Türkei zögert weiter beim schwedischen NATO-Beitritt

Der schwedische Ministerpräsident Ulf Kristersson war mit einigen Versprechen im Gepäck nach Ankara gereist: Unter anderem werde seine Regierung eine härtere Gangart bei der Bekämpfung von Kriminalität und Terrorismus an den Tag legen, sagte er in der türkischen Hauptstadt. 

„Schweden möchte der NATO beitreten, um seine eigene Sicherheit zu verbessern, aber Schweden möchte auch ein Sicherheitsgarant für andere sein“, erklärte Kristersson zu Beginn seines Besuchs. Die Türkei habe sehr berechtigte Forderungen an jedes neue NATO-Mitglied, auch für die anderen Verbündeten ein echter Sicherheitsgarant zu sein.

Weitere Schritte gefordert

Noch aber zweifelt die Türkei offenbar an der Zuverlässigkeit des potenziellen NATO-Verbündeten Schweden. Es gebe zwar positive Entwicklungen, aber es seien auch noch viele Schritte zu unternehmen, sagte der türkische Parlamentspräsident Mustafa Sentop nach einem Gespräch mit dem schwedischen Regierungschef. So habe es etwa keine Fortschritte mit Blick auf Auslieferungsersuche der Türkei gegeben.
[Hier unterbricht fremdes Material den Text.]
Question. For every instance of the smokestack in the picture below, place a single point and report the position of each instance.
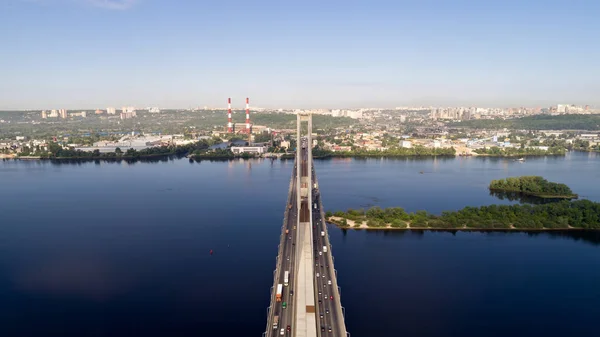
(229, 123)
(248, 115)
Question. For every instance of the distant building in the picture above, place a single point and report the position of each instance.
(248, 149)
(128, 115)
(406, 144)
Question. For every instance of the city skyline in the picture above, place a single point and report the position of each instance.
(88, 54)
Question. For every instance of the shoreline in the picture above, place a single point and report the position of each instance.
(317, 157)
(363, 226)
(542, 196)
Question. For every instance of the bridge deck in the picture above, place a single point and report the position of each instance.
(298, 255)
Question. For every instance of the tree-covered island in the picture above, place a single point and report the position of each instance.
(533, 186)
(564, 215)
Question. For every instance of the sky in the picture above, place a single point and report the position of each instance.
(87, 54)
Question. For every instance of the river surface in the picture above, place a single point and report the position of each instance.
(117, 249)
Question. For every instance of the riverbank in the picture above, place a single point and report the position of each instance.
(337, 221)
(534, 186)
(537, 195)
(565, 215)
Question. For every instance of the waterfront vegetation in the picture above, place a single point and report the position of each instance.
(496, 151)
(579, 214)
(533, 186)
(57, 152)
(417, 151)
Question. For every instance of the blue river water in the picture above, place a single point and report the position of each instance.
(118, 249)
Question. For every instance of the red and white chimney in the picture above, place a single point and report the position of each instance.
(229, 123)
(248, 115)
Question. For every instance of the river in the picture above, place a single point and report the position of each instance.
(118, 249)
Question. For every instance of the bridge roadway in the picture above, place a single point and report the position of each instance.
(331, 317)
(286, 261)
(328, 310)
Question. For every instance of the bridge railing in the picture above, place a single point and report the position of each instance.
(337, 299)
(269, 328)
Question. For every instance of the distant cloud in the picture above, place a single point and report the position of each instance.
(113, 4)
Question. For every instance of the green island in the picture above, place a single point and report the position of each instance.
(533, 186)
(562, 215)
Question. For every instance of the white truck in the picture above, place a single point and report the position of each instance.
(279, 292)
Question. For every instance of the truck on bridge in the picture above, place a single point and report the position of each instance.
(278, 293)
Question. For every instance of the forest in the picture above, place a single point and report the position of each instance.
(579, 214)
(534, 186)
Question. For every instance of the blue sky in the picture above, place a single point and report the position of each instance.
(298, 54)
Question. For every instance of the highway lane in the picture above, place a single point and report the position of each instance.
(286, 263)
(330, 324)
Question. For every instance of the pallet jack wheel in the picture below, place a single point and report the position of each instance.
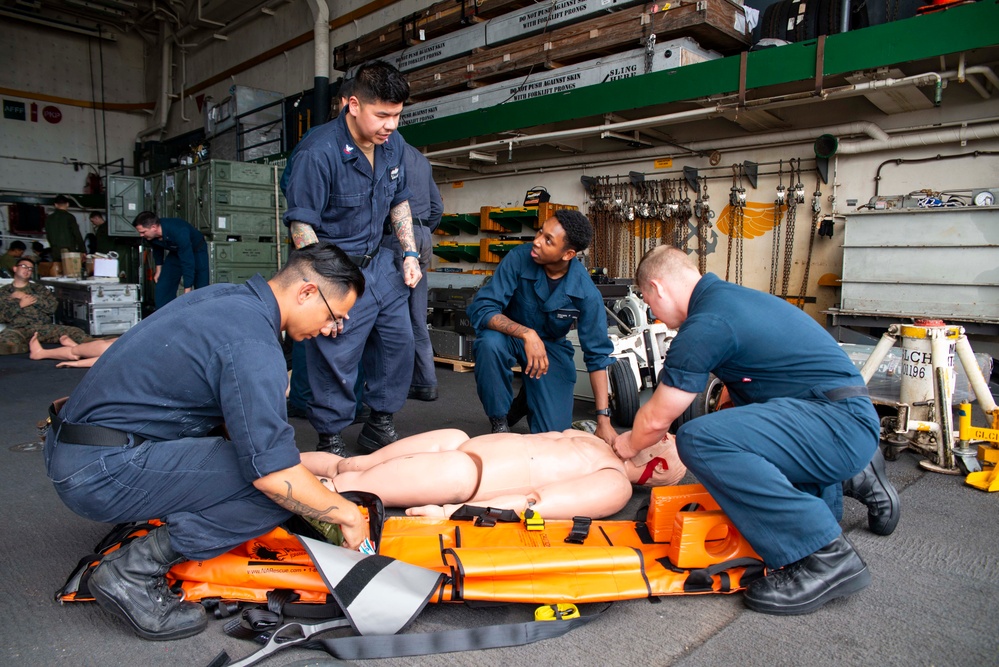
(704, 403)
(623, 392)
Präsident Recep Tayyip Erdogan wiederum erwartet von Schweden konkrete Schritte zur Erfüllung bestimmter Anti-Terror-Maßnahmen, die im Rahmen einer Vereinbarung über den NATO-Beitritt des Landes festgelegt wurden. Gleichzeitig begrüßte Erdogan die jüngste Wiederaufnahme von Waffenexporten an die Türkei. Dies sei ein positiver Schritt. Über weitere Schritte wolle man sich bei einem zweiten Treffen noch in diesem Monat verständigen.

Angebliche Terroristen bleiben vorerst in Schweden

Die Türkei und Ungarn sind die letzten verbleibenden NATO-Länder, die der Norderweiterung um Schweden und Finnland noch nicht zugestimmt haben. Ankara blockiert die Aufnahme unter anderem mit der Argumentation, die beiden Länder würden Gruppierungen unterstützen, die die Türkei als terroristisch einstuft. Ankara fordert zudem die Auslieferung von mehr als 70 Menschen, die sich derzeit in Schweden aufhalten und in der Türkei auf Fahndungslisten stehen. Nach türkischen Angaben sollen sie Mitglieder der verbotenen kurdischen Arbeiterpartei PKK oder Anhänger der Gülen-Bewegung sein, die in der Türkei als Terrororganisation gilt. 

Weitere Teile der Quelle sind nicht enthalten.